In this context, bacterial contamination of transfusion-ready blood may result in malignant hyperthermia, a sign or symptom that exacerbates the transfusion episode [20]. Because platelet concentrates are stored between 20 and 24 degrees Celsius, which is a temperature that allows for rapid bacterial proliferation, bacterial contamination is more common with platelet transfusions [21]. On the other hand, high temperature spikes, malignant hyperthermia, and disseminated intravascular coagulation are frequently associated with the transfusion of red blood cells contaminated with bacteria [22]. Some cases of pseudomonas cepacia and pseudomonas aeroginosa have been cultured from cryoprecipitate and plasma thawed in contaminated water baths, despite the fact that cell-free products like plasma and cryoprecipitate are stored frozen and are rarely linked to contamination [23]. These transfusions are linked to septicemia, MH, and high temperatures [22]. 

Malignant hyperthermia can additionally result from blood contaminated with malaria [24]. It was reported in 1911 [25] that the first case of malaria contracted through transfusion occurred. Transmission of the malaria-causing parasite Plasmodium falciparum through blood is significant because severe malaria symptoms, including high fever, headache, muscle aches, and spasms, can be brought on by a small amount of infected donor cells or by the infusion of small components like platelets cryoprecipitate and leucocytes [26, 27].

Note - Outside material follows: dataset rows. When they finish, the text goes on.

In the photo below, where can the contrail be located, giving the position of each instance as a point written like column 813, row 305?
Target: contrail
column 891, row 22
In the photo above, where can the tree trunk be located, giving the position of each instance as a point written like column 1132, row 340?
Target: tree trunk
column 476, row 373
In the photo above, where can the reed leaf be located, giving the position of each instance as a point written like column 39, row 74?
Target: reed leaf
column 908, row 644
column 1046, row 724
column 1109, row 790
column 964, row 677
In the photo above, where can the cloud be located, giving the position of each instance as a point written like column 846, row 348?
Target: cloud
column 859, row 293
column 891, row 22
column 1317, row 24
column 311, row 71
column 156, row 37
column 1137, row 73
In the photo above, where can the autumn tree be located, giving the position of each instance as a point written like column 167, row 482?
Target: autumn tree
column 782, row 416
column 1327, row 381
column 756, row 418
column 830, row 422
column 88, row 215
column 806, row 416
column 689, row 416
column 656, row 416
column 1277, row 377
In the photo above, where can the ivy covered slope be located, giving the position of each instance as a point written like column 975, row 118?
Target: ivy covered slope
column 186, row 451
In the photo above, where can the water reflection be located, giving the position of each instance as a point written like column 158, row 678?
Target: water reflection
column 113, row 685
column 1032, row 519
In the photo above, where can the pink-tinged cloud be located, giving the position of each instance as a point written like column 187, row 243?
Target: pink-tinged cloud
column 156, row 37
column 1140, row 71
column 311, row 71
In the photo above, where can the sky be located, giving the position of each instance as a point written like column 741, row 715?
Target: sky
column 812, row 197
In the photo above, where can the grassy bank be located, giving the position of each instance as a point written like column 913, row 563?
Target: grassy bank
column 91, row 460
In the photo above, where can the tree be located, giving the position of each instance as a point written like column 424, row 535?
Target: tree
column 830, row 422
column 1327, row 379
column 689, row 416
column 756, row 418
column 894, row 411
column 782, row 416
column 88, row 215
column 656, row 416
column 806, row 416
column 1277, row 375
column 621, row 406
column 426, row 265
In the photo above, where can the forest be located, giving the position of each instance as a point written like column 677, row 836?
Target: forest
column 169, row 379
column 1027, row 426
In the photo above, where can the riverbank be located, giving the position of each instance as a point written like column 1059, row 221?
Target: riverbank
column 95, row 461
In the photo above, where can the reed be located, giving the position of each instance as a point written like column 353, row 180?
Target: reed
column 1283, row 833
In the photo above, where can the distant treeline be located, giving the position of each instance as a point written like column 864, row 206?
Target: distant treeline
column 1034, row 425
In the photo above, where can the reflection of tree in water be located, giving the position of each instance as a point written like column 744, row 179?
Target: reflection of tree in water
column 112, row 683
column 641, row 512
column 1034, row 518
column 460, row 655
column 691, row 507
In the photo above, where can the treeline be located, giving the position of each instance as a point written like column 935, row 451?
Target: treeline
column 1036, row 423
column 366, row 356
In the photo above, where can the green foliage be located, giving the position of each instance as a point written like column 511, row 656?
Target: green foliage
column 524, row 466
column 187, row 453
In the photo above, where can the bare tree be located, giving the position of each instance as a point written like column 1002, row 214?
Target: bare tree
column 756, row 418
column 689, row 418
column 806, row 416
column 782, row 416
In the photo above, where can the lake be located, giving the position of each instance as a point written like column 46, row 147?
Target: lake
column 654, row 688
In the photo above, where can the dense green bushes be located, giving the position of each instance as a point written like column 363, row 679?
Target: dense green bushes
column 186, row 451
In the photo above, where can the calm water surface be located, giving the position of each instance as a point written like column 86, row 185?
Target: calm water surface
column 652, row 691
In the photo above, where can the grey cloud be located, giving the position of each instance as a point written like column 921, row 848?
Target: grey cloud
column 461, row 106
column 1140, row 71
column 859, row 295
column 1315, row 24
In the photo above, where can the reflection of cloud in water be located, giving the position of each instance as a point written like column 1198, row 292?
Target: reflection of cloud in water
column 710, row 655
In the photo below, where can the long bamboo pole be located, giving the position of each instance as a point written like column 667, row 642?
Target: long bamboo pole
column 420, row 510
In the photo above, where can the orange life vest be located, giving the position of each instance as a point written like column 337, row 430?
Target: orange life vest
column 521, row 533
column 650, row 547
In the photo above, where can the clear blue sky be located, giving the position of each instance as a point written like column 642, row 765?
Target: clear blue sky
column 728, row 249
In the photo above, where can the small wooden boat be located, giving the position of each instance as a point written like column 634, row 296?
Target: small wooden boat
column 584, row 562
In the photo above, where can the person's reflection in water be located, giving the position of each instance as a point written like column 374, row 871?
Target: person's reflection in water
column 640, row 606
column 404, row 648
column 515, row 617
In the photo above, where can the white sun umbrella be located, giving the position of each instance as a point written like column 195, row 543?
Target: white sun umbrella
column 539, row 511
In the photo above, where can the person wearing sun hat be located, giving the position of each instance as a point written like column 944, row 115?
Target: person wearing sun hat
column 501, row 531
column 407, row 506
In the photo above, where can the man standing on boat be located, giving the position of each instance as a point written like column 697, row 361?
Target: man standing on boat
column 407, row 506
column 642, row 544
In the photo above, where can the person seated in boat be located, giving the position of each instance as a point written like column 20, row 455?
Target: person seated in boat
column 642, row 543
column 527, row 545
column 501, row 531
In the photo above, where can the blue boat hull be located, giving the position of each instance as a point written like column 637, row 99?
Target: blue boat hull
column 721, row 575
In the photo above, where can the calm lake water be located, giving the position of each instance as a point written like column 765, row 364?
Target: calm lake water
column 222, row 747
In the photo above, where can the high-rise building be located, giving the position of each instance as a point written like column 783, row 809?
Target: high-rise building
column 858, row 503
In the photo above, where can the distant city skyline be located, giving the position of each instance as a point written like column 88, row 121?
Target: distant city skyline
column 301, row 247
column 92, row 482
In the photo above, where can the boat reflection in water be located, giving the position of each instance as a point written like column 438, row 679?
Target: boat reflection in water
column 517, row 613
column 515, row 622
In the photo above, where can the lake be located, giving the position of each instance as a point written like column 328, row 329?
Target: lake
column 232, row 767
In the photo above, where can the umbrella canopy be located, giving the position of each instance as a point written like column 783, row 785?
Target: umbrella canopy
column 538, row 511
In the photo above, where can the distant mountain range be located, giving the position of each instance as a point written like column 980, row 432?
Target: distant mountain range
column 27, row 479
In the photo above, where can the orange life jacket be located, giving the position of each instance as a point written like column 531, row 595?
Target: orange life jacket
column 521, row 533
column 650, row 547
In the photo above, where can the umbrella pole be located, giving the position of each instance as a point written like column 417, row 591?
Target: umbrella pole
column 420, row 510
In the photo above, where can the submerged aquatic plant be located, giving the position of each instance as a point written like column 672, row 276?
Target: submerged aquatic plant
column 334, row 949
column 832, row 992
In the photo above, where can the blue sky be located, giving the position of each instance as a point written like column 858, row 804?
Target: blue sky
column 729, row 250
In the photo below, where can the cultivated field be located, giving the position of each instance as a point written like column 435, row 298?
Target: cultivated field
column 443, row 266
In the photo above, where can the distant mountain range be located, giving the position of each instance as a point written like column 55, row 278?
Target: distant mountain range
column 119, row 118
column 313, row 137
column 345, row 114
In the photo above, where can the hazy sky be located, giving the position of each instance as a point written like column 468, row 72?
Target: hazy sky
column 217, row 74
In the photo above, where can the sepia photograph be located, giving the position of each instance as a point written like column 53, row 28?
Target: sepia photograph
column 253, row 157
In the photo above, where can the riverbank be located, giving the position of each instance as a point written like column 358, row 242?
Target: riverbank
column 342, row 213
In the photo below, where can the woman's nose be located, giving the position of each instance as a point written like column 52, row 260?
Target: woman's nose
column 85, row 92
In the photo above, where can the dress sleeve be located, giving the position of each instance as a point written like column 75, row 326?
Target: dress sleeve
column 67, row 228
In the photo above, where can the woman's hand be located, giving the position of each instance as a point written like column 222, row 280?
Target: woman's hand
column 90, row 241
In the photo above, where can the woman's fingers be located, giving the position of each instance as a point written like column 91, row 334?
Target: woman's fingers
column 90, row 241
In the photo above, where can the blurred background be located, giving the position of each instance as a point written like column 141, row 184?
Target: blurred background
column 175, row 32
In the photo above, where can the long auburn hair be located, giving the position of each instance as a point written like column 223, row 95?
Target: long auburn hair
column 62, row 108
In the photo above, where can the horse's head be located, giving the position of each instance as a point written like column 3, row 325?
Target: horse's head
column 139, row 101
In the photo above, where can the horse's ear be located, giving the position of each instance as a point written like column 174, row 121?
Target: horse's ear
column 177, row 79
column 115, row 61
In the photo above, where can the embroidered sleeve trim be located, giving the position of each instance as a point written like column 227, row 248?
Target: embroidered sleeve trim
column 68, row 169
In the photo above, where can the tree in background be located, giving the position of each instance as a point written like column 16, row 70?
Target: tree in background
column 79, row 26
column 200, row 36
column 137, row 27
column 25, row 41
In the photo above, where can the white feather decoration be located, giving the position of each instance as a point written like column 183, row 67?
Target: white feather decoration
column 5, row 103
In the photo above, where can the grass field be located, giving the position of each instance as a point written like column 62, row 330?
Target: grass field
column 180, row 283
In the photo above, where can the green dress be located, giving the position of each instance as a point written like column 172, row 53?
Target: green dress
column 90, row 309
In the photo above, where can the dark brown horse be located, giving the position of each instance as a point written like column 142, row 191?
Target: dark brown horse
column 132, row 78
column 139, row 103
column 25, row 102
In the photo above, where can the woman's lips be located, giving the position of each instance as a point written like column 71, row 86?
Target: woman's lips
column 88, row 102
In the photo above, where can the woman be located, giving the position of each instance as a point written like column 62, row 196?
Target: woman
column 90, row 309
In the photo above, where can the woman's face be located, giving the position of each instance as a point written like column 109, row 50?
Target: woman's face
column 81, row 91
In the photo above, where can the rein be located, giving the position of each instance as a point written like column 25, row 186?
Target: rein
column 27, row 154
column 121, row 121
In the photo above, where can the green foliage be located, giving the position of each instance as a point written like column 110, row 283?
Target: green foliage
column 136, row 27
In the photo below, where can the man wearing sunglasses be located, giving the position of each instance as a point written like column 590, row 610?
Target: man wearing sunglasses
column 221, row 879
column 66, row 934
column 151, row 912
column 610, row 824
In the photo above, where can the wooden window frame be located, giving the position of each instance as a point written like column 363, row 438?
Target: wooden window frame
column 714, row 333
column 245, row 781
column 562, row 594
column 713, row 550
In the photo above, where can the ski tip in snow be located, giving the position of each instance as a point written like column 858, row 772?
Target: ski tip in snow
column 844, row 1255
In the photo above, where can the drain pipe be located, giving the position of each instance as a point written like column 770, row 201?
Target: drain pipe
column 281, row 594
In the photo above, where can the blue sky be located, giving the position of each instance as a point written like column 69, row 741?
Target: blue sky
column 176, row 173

In contrast, there have been very few reports of cases of blood transfusion-induced malignant hyperthermia in which the patient experienced loss of consciousness, metabolic acidosis, and malignant hyperthermia; in these cases, the possibility of blood incompatibility was taken into account [2]. Malignant hyperpyrexia is often the result of blood transfusion reactions [28]. As a result, this is not the same as malignant hyperthermia, which anaesthetics frequently cause [29]. Even though both types of fever are fatal because they can raise body temperatures above 42 degrees Celsius [30], there is an increase in CD-154, a powerful cyclooxygenase 2 enzyme inducer, and PGE-2, an important fever inducer, in blood transfusion-induced hyperpyrexia [31]. To summarize, the pathophysiological pathway linking blood transfusion and malignant hyperthermia is unidentified, although a few case reports have reported malignant hyperthermia as a clinical manifestation of blood transfusion reactions caused by blood incompatibility or contamination.

Depending on the symptoms, signs, timing, intensity, and rate of development, MH can be classified as fulminant, abortive, or atypical; the fulminant form is thought to be the most severe [32]. A number of symptoms can indicate malignant hyperthermia (MH). One of the first is tachycardia [3]. Another early sign of MH is respiratory acidosis caused by hypercarbia, which is recognized by rising end-tidal CO2 [3, 33].  Additionally, due to myoglobinuria, which can cause severe renal failure, and hyperkalemia, which can cause a heart attack, rhabdomyolysis can also result in cola-colored urine [32, 34]. Hypoxia, disseminated intravascular coagulation, tachypnea, pulmonary edema, and coma are further consequences of MH [3, 35]. Moreover, a higher metabolic surge may reveal several organ failures [32].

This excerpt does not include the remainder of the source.